Sometimes my coworker likes to mention things just to get my mind stuck on them. Take the text from this request:
Because of some limitations both in UTF-8 and mysql (less a concern for us now but still..) it would probably be good to have some kind of
simple-emoji
type of tag. Similar to how we havesimple-icon
, asimple-icon
could be used to provide minor tweaks / accounting for emojis in a consistent way.
So last night I worked on translating UTF (including emoji) into their HTML entities.

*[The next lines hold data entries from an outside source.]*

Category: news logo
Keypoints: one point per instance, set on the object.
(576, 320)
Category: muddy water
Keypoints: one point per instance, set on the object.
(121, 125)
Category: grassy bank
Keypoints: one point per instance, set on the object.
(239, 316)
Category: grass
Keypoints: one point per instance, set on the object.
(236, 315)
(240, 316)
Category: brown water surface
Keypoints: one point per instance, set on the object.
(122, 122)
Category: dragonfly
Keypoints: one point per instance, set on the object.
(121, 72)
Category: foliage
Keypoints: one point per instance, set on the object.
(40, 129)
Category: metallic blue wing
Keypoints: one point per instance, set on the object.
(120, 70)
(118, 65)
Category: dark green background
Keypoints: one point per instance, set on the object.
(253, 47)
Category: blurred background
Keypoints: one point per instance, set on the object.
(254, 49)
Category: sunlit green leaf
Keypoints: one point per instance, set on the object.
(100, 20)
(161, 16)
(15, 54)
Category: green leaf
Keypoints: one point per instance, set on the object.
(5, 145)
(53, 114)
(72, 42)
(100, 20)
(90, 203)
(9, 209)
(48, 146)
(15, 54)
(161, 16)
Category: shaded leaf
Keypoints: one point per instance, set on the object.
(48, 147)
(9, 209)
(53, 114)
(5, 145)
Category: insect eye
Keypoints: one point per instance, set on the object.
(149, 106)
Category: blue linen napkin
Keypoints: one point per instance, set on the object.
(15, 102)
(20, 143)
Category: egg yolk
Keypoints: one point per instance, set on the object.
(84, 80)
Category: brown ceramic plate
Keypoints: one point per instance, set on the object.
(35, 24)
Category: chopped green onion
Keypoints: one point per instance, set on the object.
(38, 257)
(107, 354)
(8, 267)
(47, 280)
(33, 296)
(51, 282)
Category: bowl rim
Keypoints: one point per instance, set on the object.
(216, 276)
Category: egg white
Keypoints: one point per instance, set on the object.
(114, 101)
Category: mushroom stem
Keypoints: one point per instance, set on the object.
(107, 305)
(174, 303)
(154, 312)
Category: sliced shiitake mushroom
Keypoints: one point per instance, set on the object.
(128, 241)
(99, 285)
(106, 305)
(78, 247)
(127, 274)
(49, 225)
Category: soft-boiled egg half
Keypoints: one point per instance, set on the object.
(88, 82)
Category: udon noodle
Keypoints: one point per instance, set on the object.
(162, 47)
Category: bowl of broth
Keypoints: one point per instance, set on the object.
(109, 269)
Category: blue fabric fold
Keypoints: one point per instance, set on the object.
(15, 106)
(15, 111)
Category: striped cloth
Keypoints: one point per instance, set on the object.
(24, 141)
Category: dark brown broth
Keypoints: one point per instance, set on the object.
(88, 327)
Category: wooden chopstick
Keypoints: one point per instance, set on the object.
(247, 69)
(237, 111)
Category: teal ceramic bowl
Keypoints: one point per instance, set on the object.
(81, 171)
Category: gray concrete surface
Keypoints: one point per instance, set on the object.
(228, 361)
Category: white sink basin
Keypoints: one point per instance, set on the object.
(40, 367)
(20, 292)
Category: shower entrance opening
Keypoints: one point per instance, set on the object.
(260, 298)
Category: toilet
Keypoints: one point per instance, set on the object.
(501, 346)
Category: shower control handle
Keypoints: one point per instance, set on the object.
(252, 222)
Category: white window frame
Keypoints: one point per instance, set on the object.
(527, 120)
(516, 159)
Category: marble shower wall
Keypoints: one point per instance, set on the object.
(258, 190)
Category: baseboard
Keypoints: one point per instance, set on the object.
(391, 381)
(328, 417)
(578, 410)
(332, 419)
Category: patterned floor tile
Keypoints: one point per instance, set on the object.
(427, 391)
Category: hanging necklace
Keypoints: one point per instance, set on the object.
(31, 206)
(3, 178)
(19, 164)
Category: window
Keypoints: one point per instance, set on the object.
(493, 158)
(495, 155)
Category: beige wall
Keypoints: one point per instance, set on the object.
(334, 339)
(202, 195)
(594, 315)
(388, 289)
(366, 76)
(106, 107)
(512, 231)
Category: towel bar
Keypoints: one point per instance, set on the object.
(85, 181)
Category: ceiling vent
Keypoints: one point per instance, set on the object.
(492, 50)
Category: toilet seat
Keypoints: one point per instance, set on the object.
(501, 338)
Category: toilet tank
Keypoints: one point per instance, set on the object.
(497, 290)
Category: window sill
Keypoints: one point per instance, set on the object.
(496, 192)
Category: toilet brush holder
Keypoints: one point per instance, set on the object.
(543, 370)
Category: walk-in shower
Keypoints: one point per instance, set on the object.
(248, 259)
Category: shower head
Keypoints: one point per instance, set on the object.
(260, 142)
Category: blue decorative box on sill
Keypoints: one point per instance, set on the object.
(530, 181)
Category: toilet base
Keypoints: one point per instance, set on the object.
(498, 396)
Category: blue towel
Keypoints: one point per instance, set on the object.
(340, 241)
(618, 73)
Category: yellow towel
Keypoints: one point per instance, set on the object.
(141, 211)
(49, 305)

Basic Unicode to HTML Entity Conversion
I started with started with an adapted version of this conversion logic to convert any character that is not part of the 127 ASCII characters:
utf2Html(str){
let result = '',
//converts unicode decimal value into an HTML entity
decimal2Html = (num) => `&#${num};`,
//converts a character into an HTML entity
char2Html = (char) => {
//ASCII character or html entity from character code
return char.charCodeAt() > 127 ? decimal2Html(char.charCodeAt()) : char;
};
//check each character
[...str].forEach(char=>{
result += char2Html(char);
});
return result;
}
If we want to check this function (quite literally by dropping a UTF-8 checkmark ✓ into the function), its character code 10003 is the same as it's unicode value so it can be used to generate correct HTML entity ✓
The Problem with Emoji Conversion
While the function above works on UTF-8 special characters, it won't work all of the emoji we have available today. I found a really good explanation for in a post called Unicode in Javascript.
Take the 🤯 emoji, for example.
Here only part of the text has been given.